If $i \xrightarrow{g} j \xrightarrow{f} k$ in $I$, then
$F(i) \xrightarrow{F(g)} F(j) \xrightarrow{F(f)} F(k) \\ G(i) \xrightarrow{G(g)} G(j) \xrightarrow{G(f)} G(k)$
in $A$. And since $A$ is additive, we have $F(i) \times G(i)$ existing in $A$ and thus:
$F(i) \times G(i) \xrightarrow{\pi^F_i} F(i) \to F(j) \to F(k) \\ F(i) \times G(i) \xrightarrow{\pi^G_i} G(i) \to G(j) \to G(k) $
So that considering the product $F(k) \times G(k)$, there is a unique map $\alpha : F(i) \times G(i) \to F(k) \times G(k)$ such that:
$$ \pi^F_k \alpha = F(f) \circ F(g) \circ \pi_i^F \\ \pi^G_k \alpha = G(f) \circ G(g) \circ \pi_i^G $$
But how do I get that $\alpha(f\circ g) = (F\times G)(f \circ g) = (F \times G)(f) \circ (F\times G)(g)$?
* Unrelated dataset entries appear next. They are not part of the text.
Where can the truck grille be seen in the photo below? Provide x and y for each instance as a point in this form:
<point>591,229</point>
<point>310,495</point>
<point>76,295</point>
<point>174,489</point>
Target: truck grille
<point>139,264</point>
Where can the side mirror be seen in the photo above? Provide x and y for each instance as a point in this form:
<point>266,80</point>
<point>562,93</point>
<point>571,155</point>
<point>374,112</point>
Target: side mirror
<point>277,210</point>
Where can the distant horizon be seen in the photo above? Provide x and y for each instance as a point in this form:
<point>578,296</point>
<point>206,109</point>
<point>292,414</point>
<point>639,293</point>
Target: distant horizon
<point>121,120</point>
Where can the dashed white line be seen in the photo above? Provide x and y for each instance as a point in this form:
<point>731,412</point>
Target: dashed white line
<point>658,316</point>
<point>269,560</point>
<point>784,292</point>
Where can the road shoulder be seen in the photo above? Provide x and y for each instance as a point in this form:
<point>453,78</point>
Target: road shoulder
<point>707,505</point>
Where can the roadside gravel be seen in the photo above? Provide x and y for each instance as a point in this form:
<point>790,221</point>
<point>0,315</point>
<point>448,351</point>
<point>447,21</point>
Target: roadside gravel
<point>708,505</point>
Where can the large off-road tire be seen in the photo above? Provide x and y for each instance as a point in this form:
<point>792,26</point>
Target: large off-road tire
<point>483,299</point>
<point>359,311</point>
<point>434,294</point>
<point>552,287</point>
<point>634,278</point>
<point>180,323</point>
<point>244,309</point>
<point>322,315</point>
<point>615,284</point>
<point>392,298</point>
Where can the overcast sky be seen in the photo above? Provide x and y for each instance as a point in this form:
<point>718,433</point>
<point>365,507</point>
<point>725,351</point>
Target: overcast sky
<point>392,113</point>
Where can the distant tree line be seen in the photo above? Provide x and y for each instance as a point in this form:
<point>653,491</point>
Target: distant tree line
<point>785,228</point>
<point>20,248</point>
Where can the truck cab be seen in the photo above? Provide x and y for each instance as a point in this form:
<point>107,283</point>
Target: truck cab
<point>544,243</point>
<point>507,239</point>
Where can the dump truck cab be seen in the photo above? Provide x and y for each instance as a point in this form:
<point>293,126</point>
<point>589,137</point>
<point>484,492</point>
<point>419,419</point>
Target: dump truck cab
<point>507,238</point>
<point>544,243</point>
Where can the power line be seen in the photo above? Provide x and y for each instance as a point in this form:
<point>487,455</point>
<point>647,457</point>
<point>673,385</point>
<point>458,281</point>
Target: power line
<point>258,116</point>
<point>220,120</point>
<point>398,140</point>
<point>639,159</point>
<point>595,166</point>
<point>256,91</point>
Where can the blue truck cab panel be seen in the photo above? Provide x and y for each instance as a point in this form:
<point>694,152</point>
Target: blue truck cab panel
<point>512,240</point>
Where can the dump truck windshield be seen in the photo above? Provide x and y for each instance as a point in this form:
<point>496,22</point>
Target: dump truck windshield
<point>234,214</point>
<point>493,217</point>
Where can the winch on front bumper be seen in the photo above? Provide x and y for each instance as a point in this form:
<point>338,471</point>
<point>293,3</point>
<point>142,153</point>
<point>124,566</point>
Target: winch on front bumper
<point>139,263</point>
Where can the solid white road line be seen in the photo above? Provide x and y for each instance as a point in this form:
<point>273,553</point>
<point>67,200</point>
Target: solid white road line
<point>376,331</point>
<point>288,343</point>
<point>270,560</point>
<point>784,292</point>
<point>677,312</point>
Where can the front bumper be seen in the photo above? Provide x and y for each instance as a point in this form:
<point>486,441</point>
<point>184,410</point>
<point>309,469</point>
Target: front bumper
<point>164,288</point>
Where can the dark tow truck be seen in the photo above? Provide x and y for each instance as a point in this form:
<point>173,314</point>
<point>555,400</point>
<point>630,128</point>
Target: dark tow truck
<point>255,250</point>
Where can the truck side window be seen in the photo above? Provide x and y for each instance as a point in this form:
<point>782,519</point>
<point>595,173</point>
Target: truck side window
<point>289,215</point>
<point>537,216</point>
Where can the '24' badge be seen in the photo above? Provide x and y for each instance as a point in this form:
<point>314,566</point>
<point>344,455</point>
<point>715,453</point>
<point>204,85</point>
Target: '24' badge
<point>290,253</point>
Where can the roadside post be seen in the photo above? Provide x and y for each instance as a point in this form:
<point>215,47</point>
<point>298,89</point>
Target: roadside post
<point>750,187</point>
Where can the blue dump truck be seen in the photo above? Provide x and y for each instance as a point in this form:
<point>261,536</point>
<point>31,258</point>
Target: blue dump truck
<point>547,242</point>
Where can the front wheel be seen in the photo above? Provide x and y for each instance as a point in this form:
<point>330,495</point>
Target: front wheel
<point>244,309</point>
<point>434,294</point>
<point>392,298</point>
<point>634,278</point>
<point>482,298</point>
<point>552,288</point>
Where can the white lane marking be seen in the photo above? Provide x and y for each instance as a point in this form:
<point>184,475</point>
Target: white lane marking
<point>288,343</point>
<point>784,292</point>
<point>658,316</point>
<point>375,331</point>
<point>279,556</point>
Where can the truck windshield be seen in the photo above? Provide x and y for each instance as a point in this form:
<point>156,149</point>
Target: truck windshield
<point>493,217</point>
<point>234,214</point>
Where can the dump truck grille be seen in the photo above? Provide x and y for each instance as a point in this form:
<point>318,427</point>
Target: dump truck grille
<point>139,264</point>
As you said, $\alpha$ is the unique map having the properties you mentioned. So, you just have to show that both $(F\times G)(f \circ g)$ and $(F \times G)(f) \circ (F\times G)(g)$ have those properties to conclude that they are equal.
By definition, $(F\times G)(f \circ g)$ satisfy these properties. For $(F \times G)(f) \circ (F\times G)(g)$, we have $$\pi_k^F \circ (F \times G)(f) \circ (F\times G)(g)=F(f) \circ \pi_j^F \circ (F\times G)(g)=F(f) \circ F(g) \circ \pi_i^F$$ and similarly for $G$.